Objective: The purpose of this paper is to develop a machine learning-based classification model that can predict the risk level of maternal disease during pregnancy. The risk levels are classified as low or high based on clinical and physiological features. This model can provide early warnings, helping to reduce complications that typically occur during pregnancy.

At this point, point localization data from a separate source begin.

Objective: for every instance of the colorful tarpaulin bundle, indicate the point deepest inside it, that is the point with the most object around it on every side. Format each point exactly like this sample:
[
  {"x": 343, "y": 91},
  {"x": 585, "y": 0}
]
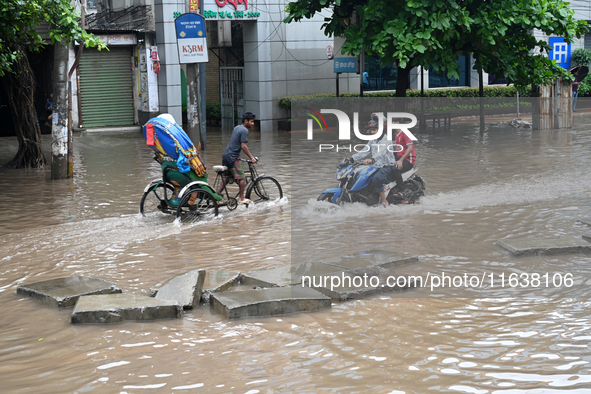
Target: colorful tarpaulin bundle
[{"x": 167, "y": 139}]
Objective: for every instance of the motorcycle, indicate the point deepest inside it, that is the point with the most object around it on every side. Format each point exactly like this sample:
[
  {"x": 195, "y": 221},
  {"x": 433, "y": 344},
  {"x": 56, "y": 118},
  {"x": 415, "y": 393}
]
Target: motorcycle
[{"x": 355, "y": 186}]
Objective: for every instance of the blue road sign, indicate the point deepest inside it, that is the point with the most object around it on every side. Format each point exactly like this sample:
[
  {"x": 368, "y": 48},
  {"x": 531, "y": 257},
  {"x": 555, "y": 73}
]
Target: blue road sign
[{"x": 345, "y": 65}]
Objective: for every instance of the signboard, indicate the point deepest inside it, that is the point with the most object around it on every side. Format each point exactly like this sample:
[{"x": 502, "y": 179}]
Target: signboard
[
  {"x": 345, "y": 64},
  {"x": 118, "y": 39},
  {"x": 560, "y": 51},
  {"x": 190, "y": 37},
  {"x": 230, "y": 10},
  {"x": 152, "y": 86}
]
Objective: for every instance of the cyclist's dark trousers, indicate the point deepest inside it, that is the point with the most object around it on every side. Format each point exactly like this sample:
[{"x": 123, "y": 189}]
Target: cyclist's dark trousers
[{"x": 396, "y": 174}]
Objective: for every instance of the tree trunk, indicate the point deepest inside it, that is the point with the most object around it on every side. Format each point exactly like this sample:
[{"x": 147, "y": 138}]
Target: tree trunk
[
  {"x": 20, "y": 88},
  {"x": 402, "y": 81}
]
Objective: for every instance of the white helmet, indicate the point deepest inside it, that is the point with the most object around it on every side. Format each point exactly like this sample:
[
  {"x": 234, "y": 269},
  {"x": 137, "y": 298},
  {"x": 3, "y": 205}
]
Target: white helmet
[{"x": 168, "y": 117}]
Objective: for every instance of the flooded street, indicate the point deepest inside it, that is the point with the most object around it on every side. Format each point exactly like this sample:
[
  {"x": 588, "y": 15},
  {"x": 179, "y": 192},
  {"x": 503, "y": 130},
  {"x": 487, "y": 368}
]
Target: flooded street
[{"x": 481, "y": 187}]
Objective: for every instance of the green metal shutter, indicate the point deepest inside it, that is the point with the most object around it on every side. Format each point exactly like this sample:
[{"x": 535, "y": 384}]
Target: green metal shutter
[{"x": 106, "y": 87}]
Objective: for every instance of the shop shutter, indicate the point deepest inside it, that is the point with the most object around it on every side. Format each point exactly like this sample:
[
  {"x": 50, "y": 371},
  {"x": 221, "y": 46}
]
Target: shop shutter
[{"x": 106, "y": 87}]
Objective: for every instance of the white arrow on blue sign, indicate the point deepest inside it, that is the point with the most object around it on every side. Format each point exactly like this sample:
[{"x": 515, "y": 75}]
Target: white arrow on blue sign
[{"x": 345, "y": 65}]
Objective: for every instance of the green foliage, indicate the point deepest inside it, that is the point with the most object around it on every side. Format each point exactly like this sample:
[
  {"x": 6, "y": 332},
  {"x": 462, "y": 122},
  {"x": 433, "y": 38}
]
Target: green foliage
[
  {"x": 581, "y": 57},
  {"x": 213, "y": 110},
  {"x": 434, "y": 32},
  {"x": 489, "y": 91},
  {"x": 18, "y": 20}
]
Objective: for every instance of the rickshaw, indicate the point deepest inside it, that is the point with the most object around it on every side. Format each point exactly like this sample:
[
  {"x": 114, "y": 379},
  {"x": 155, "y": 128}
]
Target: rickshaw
[{"x": 183, "y": 189}]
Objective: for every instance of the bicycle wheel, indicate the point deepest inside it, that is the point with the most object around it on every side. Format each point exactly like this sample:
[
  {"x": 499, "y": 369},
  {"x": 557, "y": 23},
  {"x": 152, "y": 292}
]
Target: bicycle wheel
[
  {"x": 153, "y": 200},
  {"x": 264, "y": 189},
  {"x": 196, "y": 203}
]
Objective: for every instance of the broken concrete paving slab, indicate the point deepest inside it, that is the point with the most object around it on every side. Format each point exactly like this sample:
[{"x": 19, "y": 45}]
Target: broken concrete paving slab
[
  {"x": 116, "y": 308},
  {"x": 269, "y": 302},
  {"x": 185, "y": 289},
  {"x": 545, "y": 246},
  {"x": 286, "y": 275},
  {"x": 217, "y": 281},
  {"x": 64, "y": 292},
  {"x": 363, "y": 282},
  {"x": 371, "y": 258}
]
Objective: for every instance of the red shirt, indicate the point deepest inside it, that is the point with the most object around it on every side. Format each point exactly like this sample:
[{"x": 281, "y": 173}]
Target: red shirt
[{"x": 404, "y": 140}]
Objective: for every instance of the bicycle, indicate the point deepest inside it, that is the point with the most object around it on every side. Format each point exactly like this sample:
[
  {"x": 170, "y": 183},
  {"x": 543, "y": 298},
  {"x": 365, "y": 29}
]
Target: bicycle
[{"x": 264, "y": 187}]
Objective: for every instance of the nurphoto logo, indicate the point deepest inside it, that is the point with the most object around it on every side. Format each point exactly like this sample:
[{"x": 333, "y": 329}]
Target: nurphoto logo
[{"x": 345, "y": 124}]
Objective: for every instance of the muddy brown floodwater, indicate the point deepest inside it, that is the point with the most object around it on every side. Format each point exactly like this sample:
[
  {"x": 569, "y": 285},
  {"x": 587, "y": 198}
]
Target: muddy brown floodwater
[{"x": 482, "y": 187}]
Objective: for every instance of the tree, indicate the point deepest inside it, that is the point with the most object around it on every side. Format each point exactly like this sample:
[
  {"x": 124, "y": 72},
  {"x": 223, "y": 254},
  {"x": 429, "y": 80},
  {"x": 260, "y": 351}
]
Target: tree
[
  {"x": 434, "y": 32},
  {"x": 18, "y": 35}
]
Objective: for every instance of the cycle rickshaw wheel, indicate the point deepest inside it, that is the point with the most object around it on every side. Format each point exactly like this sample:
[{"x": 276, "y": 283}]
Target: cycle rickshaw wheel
[
  {"x": 264, "y": 189},
  {"x": 197, "y": 203},
  {"x": 153, "y": 200}
]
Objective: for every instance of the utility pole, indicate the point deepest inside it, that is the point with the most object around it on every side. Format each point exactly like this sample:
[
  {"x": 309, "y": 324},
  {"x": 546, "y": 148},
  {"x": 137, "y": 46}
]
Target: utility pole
[
  {"x": 193, "y": 103},
  {"x": 481, "y": 94},
  {"x": 59, "y": 126}
]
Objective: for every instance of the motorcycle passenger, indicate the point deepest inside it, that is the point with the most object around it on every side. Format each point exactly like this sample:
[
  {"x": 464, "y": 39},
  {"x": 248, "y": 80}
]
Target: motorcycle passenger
[
  {"x": 405, "y": 155},
  {"x": 382, "y": 157}
]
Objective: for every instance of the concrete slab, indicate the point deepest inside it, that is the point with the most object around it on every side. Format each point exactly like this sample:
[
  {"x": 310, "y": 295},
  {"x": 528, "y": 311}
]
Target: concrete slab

Material/method: In this study fifteen classification algorithms were implemented and evaluated: Logistic Regression, Linear SVM(L1), RBF SVM, Decision Tree, Random Forest, XGBoost, AdaBoost, Bagging, KNN, Gaussian Naïve Bayes, Bernoulli Naïve Bayes, Ridge Classifier, Linear Discriminant Analysis, LightGBM, Extra Trees, and Deep Learning algorithms such as Artificial Neural Networks (ANNs) and Convolutional Neural Networks (CNNs), which are planned for future enhancements to capture nonlinear patterns. The dataset used in this model is Mendeley's Maternal Health Risk Assessment Dataset. The target variable in this dataset is the Risk Level, which is categorized as Low or High. The datasets include nearly 1,187 patient records. The key features in this dataset are Age, Systolic and Diastolic Blood Pressure, Blood Sugar (BS), Body Temperature, BMI, Heart Rate, Previous Complications, Preexisting Diabetes, Gestational Diabetes, and Mental Disease Indicators.
Results: Among the fifteen classification algorithms tested, XGBoost achieved the highest accuracy of 99% along with strong precision and recall for high-risk cases. Feature importance analysis showed that preexisting Diabetes, Blood Sugar, BMI, Heart Rate, and Mental Disease Indicators were the most influential predictors.